Cette première édition se tiendra à McGill. Au programme, six présentations offertes par des cochercheur-ses de l’axe!
Les rencontres axiales sont organisées dans l’objectif de permettre aux membres de chacun des cinq grands axes de recherche de mieux connaître ce sur quoi leurs collègues travaillent, de développer le sentiment d’appartenance au Centre et d’encourager la collaboration. Si les rencontres visent d’abord à réunir les cochercheur-ses d’un axe, ses collaborateurs, chercheur-ses associé-es et membres étudiants ou postdoctoraux sont bienvenu-es.

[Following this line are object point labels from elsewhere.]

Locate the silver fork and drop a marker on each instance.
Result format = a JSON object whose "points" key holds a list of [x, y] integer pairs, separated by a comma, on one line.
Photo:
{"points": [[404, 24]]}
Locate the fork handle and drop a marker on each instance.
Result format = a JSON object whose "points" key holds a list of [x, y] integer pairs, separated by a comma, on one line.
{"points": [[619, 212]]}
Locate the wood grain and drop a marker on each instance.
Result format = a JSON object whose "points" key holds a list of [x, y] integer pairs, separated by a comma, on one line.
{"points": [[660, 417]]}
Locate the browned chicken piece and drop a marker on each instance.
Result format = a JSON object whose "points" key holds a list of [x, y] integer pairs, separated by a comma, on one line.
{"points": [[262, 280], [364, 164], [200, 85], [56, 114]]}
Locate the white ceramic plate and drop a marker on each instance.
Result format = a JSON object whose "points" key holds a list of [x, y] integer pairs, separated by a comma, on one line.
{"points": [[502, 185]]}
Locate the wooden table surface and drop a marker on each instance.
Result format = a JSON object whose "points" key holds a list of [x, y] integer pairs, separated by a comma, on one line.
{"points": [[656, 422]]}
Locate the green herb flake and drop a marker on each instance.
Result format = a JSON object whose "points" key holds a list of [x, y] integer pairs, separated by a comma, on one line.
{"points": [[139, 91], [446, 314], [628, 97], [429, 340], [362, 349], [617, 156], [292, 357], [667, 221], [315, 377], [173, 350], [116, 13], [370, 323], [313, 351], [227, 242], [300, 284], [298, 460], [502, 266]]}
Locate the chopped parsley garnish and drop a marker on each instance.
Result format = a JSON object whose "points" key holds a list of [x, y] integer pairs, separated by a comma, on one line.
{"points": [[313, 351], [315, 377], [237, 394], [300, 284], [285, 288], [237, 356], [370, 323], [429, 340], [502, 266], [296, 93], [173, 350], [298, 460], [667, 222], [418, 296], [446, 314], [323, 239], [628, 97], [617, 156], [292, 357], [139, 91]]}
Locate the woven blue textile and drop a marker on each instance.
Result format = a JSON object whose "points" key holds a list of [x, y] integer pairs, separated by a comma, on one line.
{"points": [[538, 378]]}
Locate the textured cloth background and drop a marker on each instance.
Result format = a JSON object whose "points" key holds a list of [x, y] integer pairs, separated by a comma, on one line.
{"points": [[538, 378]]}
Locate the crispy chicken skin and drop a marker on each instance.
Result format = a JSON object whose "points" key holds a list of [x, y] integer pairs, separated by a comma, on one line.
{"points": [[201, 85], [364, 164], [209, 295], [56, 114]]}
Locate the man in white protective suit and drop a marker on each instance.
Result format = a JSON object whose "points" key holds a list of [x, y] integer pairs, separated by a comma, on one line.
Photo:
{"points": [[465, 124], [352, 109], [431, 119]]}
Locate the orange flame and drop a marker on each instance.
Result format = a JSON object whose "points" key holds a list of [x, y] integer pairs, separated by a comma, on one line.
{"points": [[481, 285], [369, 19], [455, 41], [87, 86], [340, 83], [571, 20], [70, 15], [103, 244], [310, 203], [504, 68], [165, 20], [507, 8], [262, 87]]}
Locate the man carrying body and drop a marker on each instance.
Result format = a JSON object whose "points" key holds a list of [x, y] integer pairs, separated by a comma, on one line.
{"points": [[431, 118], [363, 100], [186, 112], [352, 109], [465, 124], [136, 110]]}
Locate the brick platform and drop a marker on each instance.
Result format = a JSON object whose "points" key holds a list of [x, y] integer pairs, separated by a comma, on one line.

Nous encourageons également la participation des membres des autres axes, dont les intérêts de recherche peuvent rejoindre ceux des membres l’axe Éthique fondamentale.
Programme
Veuillez noter que les salles pour les séance du matin et de l’après-midi sont différentes.
Matinée : School of Population and Global Health, 2001 McGill College, salle 1140.
9h30-10h20 : Stephanie Leary (McGill) : “What should we be doing when we’re doing metaethics? »
10h30-11h20 : Arturs Logins (ULaval) : “The expected fittingness maximization theory of emotional rationality”
Pause du midi
Après-midi : Salle de séminaire du département de philosophie, Leacock Building, salle 927
13h00-13h50 : Catherine Rioux (ULaval) : “Engaging Ethically With Fundamental Despair”
14h00-14.50 : Iwao Hirose (McGill) : “Minimally good life and time”
Pause
15h10-16h00 : Chris Howard (McGill) : “Decentralizing the Digital Public Sphere”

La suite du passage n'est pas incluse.